It is necessary then to consider s 32 of the Charter. It provides that:
32 Interpretation
(1) So far as it is possible to do so consistently with their purpose, all statutory provisions must be interpreted in a way that is compatible with human rights.
(2) International law and the judgments of domestic, foreign and international courts and tribunals relevant to a human right may be considered in interpreting a statutory provision.
(3) This section does not affect the validity of—
(a)an Act or provision of an Act that is incompatible with a human right; or
(b)a subordinate instrument or provision of a subordinate instrument that is incompatible with a human right and is empowered to be so by the Act under which it is made.
One must also have regard to s 7(2) of the Charter. It states that:
(2) A human right may be subject under law only to such reasonable limits as can be demonstrably justified in a free and democratic society based on human dignity, equality and freedom, and taking into account all relevant factors including—
(a) the nature of the right; and
(b) the importance of the purpose of the limitation; and
(c) the nature and extent of the limitation; and
(d)the relationship between the limitation and its purpose; and
(e)any less restrictive means reasonably available to achieve the purpose that the limitation seeks to achieve.
The operation of ss 32(1) and 7(2) was recently considered by the High Court in Momcilovic v R.[2] So far as s 32(1) was concerned, French CJ,[3] Crennan and Kiefel JJ[4] and Gummow J, Hayne J and Bell J each held in separate judgments[5] that s 32(1) does not require or authorise a court to depart from the ordinary meaning of a statutory provision, or the intention of Parliament in enacting the provision, but in effect requires the court to discern the purpose of the provision in question in accordance with the ordinary techniques of statutory construction essayed in Project Blue Sky Inc v Australian Broadcasting Authority.[6]

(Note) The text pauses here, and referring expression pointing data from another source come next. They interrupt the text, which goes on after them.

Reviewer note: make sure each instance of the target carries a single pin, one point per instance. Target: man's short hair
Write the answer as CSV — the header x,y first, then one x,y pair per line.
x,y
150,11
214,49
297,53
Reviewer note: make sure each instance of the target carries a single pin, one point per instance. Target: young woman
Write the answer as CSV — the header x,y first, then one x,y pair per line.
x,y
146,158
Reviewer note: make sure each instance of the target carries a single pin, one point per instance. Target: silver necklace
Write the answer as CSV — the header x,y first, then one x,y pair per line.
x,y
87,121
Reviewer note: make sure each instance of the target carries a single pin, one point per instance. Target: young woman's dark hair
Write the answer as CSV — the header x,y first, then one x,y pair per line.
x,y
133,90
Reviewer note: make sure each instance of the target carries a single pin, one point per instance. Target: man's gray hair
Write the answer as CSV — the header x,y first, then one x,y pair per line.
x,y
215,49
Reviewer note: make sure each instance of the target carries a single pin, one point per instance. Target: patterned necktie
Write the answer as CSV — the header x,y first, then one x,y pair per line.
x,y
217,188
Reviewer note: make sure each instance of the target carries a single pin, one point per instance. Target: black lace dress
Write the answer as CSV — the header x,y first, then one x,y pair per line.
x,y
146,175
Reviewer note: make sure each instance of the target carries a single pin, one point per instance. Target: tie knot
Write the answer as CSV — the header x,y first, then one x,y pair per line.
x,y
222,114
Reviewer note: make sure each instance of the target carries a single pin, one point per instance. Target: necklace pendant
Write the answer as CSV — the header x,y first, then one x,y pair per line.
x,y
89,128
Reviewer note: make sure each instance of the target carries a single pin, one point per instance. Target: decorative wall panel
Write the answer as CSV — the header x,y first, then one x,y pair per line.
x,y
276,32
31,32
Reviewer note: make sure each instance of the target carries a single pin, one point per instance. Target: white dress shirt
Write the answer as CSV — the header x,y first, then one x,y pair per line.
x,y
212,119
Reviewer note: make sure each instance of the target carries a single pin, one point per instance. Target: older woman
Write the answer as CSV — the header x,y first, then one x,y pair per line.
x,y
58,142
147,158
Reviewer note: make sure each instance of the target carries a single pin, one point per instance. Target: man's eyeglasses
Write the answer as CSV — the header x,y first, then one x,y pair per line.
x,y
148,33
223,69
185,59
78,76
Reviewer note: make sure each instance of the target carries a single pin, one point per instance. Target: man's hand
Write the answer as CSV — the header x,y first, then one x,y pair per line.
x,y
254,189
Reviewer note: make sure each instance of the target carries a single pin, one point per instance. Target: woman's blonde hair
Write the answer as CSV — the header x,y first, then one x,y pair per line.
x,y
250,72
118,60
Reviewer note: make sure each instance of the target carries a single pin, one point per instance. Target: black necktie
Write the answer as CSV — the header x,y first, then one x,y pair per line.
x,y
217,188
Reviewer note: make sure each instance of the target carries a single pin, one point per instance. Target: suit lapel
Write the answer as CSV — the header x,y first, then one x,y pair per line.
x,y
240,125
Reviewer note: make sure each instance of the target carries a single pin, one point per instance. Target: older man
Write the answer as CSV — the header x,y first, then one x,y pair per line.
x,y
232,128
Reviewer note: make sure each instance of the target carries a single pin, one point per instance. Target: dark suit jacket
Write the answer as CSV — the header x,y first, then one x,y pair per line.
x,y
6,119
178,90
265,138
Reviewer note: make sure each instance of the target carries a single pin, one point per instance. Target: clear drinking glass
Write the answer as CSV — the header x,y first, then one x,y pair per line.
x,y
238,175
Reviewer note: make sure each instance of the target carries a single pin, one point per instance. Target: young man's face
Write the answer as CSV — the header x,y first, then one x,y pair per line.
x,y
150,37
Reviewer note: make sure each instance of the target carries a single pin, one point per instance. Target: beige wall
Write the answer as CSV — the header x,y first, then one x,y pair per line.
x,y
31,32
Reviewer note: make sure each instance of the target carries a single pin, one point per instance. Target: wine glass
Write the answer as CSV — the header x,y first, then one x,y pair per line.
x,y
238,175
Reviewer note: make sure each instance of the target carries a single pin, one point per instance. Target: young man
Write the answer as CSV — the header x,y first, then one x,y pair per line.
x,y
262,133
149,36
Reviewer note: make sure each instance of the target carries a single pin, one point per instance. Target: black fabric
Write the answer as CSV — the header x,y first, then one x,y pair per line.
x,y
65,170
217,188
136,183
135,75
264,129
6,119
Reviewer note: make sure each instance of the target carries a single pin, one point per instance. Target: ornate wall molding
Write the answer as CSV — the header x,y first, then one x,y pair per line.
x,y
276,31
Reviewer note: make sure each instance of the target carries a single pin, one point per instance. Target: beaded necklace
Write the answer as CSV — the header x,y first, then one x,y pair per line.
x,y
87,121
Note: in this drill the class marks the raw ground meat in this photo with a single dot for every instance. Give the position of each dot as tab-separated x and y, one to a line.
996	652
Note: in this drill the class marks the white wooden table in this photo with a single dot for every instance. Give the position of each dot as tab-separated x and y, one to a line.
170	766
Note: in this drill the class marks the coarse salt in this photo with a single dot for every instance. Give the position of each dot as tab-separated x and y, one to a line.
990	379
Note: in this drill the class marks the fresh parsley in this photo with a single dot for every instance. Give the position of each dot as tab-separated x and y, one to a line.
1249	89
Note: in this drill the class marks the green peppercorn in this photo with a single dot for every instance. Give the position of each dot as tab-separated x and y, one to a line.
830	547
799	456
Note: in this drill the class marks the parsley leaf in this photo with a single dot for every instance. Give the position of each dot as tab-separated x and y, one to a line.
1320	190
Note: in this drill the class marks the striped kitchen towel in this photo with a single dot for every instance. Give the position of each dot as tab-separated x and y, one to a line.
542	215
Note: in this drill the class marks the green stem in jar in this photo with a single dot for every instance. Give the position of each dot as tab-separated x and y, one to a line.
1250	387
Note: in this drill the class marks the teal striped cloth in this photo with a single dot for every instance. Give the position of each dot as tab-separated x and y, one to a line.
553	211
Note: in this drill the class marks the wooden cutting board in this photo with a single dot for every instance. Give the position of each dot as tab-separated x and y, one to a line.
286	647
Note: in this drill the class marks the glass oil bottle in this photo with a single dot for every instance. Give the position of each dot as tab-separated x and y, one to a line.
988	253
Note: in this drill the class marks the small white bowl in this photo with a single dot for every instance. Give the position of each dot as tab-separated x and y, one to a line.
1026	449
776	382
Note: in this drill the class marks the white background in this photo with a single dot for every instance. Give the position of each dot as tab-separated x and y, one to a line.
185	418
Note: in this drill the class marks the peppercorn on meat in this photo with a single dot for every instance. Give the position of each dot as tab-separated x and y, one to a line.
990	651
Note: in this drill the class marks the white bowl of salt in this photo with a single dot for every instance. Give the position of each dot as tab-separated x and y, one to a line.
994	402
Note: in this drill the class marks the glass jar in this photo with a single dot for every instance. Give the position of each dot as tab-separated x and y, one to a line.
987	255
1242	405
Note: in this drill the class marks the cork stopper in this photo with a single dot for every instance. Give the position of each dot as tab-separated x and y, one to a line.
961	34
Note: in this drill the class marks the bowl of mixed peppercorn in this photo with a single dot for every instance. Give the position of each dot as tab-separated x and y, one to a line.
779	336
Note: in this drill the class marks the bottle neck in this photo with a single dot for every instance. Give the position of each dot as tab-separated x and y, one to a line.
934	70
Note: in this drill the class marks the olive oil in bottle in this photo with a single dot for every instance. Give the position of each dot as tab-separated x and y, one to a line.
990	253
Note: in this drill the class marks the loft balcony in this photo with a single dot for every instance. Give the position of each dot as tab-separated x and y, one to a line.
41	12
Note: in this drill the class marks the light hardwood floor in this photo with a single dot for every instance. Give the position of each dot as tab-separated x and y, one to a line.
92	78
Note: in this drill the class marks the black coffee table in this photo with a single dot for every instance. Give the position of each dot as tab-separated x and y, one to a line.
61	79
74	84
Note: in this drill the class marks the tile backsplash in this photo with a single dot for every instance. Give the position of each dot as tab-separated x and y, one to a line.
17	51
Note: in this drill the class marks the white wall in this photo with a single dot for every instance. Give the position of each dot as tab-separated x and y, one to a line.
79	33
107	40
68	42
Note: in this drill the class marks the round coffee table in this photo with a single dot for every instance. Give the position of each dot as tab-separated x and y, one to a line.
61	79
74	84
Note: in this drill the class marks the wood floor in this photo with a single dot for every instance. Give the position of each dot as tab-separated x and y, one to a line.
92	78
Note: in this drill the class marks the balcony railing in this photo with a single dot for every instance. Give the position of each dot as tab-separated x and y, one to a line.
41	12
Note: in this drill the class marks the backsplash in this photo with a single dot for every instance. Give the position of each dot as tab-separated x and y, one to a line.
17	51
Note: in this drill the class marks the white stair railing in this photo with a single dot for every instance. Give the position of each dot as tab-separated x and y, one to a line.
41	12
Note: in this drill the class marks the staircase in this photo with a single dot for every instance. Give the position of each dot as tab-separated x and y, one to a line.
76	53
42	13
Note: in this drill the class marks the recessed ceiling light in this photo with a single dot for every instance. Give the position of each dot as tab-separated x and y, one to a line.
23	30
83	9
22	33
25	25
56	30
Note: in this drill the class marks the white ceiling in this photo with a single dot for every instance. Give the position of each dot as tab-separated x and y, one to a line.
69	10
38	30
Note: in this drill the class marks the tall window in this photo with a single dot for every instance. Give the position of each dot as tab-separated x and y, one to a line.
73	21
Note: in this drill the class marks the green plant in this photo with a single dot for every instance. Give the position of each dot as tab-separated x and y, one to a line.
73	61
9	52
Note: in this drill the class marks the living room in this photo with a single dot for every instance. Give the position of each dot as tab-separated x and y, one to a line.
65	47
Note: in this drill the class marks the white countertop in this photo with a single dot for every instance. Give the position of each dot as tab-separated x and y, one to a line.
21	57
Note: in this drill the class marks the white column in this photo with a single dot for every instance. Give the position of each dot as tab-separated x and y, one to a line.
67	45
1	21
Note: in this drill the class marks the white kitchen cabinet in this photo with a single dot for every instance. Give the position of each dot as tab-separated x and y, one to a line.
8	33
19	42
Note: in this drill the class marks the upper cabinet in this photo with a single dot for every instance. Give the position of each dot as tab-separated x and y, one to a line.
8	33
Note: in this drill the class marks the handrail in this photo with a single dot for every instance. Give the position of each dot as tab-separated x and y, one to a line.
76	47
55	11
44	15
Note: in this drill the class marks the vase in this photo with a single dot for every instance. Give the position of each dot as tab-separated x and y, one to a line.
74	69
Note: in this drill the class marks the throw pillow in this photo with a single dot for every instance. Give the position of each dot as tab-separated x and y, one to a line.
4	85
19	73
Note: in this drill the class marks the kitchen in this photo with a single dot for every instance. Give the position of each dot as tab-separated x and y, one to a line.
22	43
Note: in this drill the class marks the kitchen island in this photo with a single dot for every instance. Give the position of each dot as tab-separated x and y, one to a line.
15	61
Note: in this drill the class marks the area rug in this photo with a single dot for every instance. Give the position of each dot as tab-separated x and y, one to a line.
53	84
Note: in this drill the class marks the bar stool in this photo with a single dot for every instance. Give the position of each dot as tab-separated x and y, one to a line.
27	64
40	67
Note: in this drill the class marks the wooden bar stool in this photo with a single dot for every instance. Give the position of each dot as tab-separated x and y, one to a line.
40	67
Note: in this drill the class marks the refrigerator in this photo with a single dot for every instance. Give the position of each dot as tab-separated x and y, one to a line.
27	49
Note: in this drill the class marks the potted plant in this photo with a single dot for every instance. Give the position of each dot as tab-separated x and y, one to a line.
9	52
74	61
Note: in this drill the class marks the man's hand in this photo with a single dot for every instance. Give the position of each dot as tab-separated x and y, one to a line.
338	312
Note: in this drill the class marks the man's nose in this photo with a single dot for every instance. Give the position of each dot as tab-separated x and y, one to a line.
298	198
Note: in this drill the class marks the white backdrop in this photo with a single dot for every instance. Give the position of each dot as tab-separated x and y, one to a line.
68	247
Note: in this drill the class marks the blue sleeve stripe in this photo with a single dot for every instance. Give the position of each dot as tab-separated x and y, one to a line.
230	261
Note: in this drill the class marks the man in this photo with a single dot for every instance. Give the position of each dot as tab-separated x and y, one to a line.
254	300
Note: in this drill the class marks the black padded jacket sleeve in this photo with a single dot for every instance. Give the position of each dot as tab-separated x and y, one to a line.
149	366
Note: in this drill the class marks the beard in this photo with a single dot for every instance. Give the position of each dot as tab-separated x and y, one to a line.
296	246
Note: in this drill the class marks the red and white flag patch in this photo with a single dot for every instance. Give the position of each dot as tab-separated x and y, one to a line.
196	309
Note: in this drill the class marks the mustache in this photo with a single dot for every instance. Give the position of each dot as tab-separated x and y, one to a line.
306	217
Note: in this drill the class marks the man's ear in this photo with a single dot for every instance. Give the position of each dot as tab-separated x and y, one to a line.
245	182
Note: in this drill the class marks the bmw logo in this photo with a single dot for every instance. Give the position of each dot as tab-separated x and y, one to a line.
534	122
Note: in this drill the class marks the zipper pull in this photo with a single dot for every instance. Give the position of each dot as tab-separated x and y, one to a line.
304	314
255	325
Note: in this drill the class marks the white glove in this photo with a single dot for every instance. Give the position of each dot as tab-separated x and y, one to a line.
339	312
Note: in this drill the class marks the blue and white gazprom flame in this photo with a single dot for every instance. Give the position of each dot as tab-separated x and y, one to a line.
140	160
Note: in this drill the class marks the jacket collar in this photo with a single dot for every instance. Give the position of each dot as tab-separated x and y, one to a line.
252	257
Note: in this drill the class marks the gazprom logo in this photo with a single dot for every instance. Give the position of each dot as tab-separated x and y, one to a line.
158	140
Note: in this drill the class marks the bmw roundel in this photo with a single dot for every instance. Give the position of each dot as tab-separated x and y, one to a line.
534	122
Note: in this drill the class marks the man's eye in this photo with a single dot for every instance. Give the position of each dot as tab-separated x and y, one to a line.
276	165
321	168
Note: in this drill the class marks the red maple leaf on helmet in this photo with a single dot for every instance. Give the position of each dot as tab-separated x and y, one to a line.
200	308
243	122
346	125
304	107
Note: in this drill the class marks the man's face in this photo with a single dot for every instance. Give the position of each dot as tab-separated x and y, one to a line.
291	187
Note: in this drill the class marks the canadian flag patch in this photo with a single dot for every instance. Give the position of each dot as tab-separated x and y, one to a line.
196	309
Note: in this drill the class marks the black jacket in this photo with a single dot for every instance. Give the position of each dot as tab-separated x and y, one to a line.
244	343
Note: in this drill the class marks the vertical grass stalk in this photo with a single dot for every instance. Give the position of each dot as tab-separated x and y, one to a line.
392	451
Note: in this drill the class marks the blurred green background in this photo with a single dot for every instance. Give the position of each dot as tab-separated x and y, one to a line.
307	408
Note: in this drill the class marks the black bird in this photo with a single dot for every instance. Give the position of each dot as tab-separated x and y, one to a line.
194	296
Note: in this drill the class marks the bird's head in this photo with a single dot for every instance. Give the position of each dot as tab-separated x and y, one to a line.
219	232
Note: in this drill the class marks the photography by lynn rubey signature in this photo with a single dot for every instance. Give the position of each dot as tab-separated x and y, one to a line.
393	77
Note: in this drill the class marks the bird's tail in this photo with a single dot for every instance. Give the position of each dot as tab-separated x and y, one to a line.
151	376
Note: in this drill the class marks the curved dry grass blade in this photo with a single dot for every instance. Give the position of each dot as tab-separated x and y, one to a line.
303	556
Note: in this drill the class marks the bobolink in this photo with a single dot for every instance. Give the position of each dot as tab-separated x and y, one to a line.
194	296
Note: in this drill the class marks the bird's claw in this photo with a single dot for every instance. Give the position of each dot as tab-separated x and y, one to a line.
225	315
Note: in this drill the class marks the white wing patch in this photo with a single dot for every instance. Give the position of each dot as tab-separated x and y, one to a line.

[2](2011) 280 ALR 221 (‘Momcilovic’).
[3]Ibid [18] and [51] (French CJ).
[4]Ibid [544], [565] and [566] (Crennan and Kiefel JJ).
[5]Ibid [170] (Gummow J), [280] (Hayne J) and [684] (Bell J).
[6](1998) 194 CLR 355.
Their Honours did not achieve the same degree of consensus as to the effect of s 7(2). The Court of Appeal in Momcilovic held that the interpretative task under s 32 does not involve the application of s 7(2), which needs to be considered only for the purposes of making a declaration of inconsistent interpretation under s 36.[7] In the High Court, French CJ, Crennan and Kiefel JJ concluded that s 7(2) ‘cannot inform the interpretative process which s 32(1) mandates’ but is engaged only when and if ‘the statutory provision under consideration imposes a limit on its enjoyment’.[8] ‘[I]t cannot be interpreted into the content of the rights and freedoms set out in the Charter’.[9] In contrast, Gummow, Hayne and Bell JJ held that s 7(2) does inform the interpretative task to the extent that it will usually be appropriate for a court first to consider whether under s 7(2) there is scope for a justified limitation of the right in issue.[10] It followed, as Gummow J put it, that ‘[s]ection 32(1) is directed to the interpretation of statutory provisions in a way which is compatible with the human right in question, as identified and described in Part 2, including, where it has been engaged, s 7(2).[11] Heydon J observed that, if s 7(2) were valid, it would inform the interpretative task,[12] but his Honour held that both s 7(2) and s 32(1) were invalid.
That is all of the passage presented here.